Mastodon History

History

02 Sep 2019 | code data history

I’ve been trying to think about what I do.

It’s not uncommon to find writeups on the web describing how to preserve bash history. Set a HISTFILE value which can differentiate your sessions (by pty, user id, date, &c), and you’ve got some durability. Throw in some HISTSIZE and you’ve got history for days.

I’ve been capturing my shell history for a couple years on my personal laptop.

$ head ~/.history/20170629.hist
#1498795792
cd Resilio\ Sync/
#1498795792
ls
#1498795800
cd fool/Games/RPG/Cypher/
#1498795800
ls
#1498795812
zipinfo TftNW-Decompress-Me.zip

My own swiped-from-all-over version of history preservation looks like this:

HISTCONTROL=$HISTCONTROL${HISTCONTROL+:}ignoredups

if [ ! -d ~/.history ]; then
  mkdir ~/.history
fi

export HISTTIMEFORMAT="%F %T "
export HISTFILE=~/.history/`date +%Y%m%d`.hist
export HISTSIZE=100000

shopt -s histappend

But as much fun as it is to fill storage volumes with the events of the past for their own sake, often there’s some analysis shown. Using grep, wc, maybe some awk action if the blogger / stackoverflow essayist / mastodon tooter is of a certain vintage. I went a different way with it.
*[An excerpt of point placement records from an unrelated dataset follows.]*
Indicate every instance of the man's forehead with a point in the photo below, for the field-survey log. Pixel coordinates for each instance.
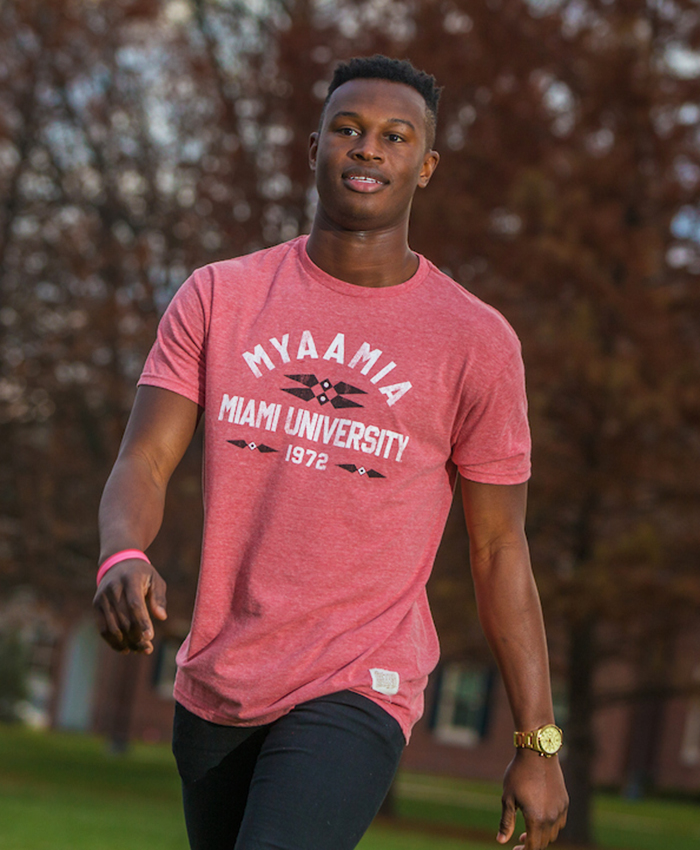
(397, 100)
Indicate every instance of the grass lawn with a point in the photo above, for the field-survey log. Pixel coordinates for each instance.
(66, 792)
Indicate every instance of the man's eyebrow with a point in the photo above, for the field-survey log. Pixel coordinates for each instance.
(345, 114)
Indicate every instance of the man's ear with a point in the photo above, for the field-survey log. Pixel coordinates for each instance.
(313, 150)
(430, 163)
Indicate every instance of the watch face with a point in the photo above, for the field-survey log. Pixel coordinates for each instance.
(549, 739)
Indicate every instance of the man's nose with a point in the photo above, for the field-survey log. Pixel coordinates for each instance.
(367, 149)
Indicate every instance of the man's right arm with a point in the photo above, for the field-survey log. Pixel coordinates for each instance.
(160, 429)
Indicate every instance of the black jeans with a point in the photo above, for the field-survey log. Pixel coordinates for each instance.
(312, 780)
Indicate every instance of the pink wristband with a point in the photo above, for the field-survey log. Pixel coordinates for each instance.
(124, 555)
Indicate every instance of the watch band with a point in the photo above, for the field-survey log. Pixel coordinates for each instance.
(551, 736)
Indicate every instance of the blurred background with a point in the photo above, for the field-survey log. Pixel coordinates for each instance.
(140, 139)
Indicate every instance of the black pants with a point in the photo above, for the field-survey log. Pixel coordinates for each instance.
(312, 780)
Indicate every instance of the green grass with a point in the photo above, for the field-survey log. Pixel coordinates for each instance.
(66, 792)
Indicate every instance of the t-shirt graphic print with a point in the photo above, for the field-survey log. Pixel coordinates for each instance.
(336, 417)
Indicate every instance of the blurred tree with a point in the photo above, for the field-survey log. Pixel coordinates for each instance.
(569, 181)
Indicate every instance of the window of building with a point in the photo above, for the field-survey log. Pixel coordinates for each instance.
(690, 745)
(463, 704)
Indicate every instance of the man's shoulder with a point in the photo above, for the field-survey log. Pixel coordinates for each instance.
(464, 311)
(260, 260)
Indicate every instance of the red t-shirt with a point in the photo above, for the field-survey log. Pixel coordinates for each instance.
(335, 417)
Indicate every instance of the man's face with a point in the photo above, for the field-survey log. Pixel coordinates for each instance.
(370, 154)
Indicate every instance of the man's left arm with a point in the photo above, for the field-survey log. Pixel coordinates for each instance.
(511, 617)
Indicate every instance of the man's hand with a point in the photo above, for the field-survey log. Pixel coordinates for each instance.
(129, 594)
(534, 785)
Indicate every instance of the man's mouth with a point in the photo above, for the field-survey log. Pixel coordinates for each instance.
(363, 182)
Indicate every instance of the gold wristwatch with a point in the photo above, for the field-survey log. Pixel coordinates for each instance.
(546, 740)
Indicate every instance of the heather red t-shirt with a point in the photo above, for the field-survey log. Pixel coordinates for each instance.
(335, 419)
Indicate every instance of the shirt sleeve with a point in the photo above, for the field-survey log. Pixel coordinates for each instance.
(492, 444)
(177, 360)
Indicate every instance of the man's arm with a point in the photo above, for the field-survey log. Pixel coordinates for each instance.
(511, 617)
(159, 431)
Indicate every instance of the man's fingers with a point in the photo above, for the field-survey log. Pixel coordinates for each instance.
(140, 621)
(507, 825)
(109, 629)
(123, 601)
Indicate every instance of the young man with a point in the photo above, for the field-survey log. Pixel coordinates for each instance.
(343, 381)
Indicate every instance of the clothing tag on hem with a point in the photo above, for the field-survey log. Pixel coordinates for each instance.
(384, 681)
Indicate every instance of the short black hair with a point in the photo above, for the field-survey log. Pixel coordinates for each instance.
(379, 67)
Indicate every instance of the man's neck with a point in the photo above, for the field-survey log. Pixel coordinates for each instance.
(365, 258)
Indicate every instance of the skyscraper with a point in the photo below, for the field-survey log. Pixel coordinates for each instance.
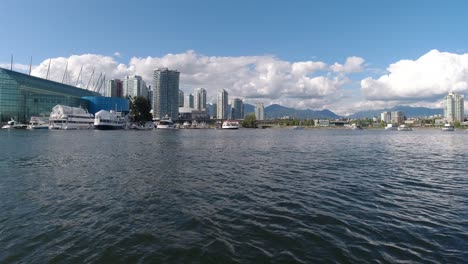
(222, 104)
(237, 109)
(166, 93)
(200, 99)
(181, 98)
(189, 101)
(113, 88)
(259, 111)
(454, 107)
(134, 86)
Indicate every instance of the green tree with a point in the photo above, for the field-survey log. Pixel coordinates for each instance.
(250, 121)
(140, 109)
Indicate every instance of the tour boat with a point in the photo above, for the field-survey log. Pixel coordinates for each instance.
(448, 127)
(390, 127)
(404, 128)
(109, 120)
(230, 124)
(37, 123)
(66, 118)
(166, 123)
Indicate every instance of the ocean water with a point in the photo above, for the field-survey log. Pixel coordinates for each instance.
(246, 196)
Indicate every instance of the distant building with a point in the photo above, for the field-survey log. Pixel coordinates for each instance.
(237, 109)
(386, 117)
(214, 110)
(113, 88)
(398, 117)
(181, 98)
(134, 86)
(222, 104)
(189, 101)
(200, 99)
(454, 107)
(166, 93)
(259, 111)
(23, 96)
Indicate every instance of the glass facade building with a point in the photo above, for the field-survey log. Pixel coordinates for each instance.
(23, 96)
(166, 94)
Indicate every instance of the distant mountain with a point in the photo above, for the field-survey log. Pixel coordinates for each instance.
(408, 110)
My first sloppy run at it:

"""Read and count commands issued"""
import glob
import operator
import os
import re

"""Get list of files in ${HOME}/.history"""
HOME = os.environ['HOME']

"""Count repeats across all files"""
fileCount = 0
lineCount = 0
commandCount = {}
for session in glob.glob(HOME + '/.history/\*.hist'):
    fileCount+=1
    with open(session) as f:
        for l in f:
            lineCount+=1
            # fuck time
            timestamp = re.match('\#\d{10}', l)
            if not timestamp:
                firstCommand = re.match('\w+', l)
                if firstCommand:

                     commandCount[firstCommand.group(0)] = commandCount.get(firstCommand.group(0),0) + 1
    f.close()

print('found ', fileCount, ' files')
print('found ', lineCount,  ' lines')
sortedCommands = sorted(commandCount.items(), key=operator.itemgetter(1))
for k,v in dict(sortedCommands).items():
    if v > 100:
        print (k,': ', v, 'times')

Output looks like this:

found  165  files
found  21748  lines
tf :  108 times
ga :  109 times
file :  110 times
find :  120 times
brew :  127 times
gc :  139 times
heroku :  151 times
ssh :  154 times
pushd :  155 times
rbenv :  168 times
gem :  175 times
gd :  186 times
type :  198 times
rm :  229 times
vagrant :  239 times
open :  245 times
bundle :  284 times
cat :  293 times
mv :  318 times
...

Then I thought “what if I have shell history for 100 years? what then?”. Because that’s a totally reasonable thing to plan for. Then, “what if bash shell speaks natural language in 100 years?” So I took a run at using a Python tokenizing library. Specifically, nltk. No particular reason beyond it having pretty good gJuice when I was hunting for options. That implementation looks like this:

from nltk.corpus import PlaintextCorpusReader
import nltk
corpus_root = '/Users/stp/.history/'
command_history = PlaintextCorpusReader(corpus_root, '.\*hist')

command_freq = nltk.FreqDist(command_history.words())

print (len(command_freq), ' distinct tokens')
command_freq.most_common(20)

I’m not ignoring the timestamps here, so the token distribution heavily favors ‘#’, but the actual command distribution ends up looking not too different from the simplistic first word counting version:

13707  distinct tokens
Out[15]:
[('#', 10800),
 ('/', 5165),
 ('-', 4391),
 ('.', 4292),
 ('ls', 1750),
 ('\\', 1011),
 ('vi', 888),
 ('docker', 849),
 ('git', 626),
 ('--', 616),
 ('pdf', 510),
 ('cd', 454),
 ("'", 453),
 ('bundle', 433),
 ('l', 407),
 ('rm', 385),
 ('gs', 345),
 ('mv', 328),
 ('bin', 325),
 ('0', 322)]
In [ ]:

So what’s the point of looking at this data? Well, right off the top, I sure do seem to spend a lot of time checking what files exist in my ${CWD}. So maybe I should do alias l=ls and reduce my keystrokes by half at stroke.

Or maybe set my ${PROMPT_COMMAND} to auto-list any directory I pushd into.

The possibilities for bikeshedding are endless, given the many places I could optimize my command line environment using my own history.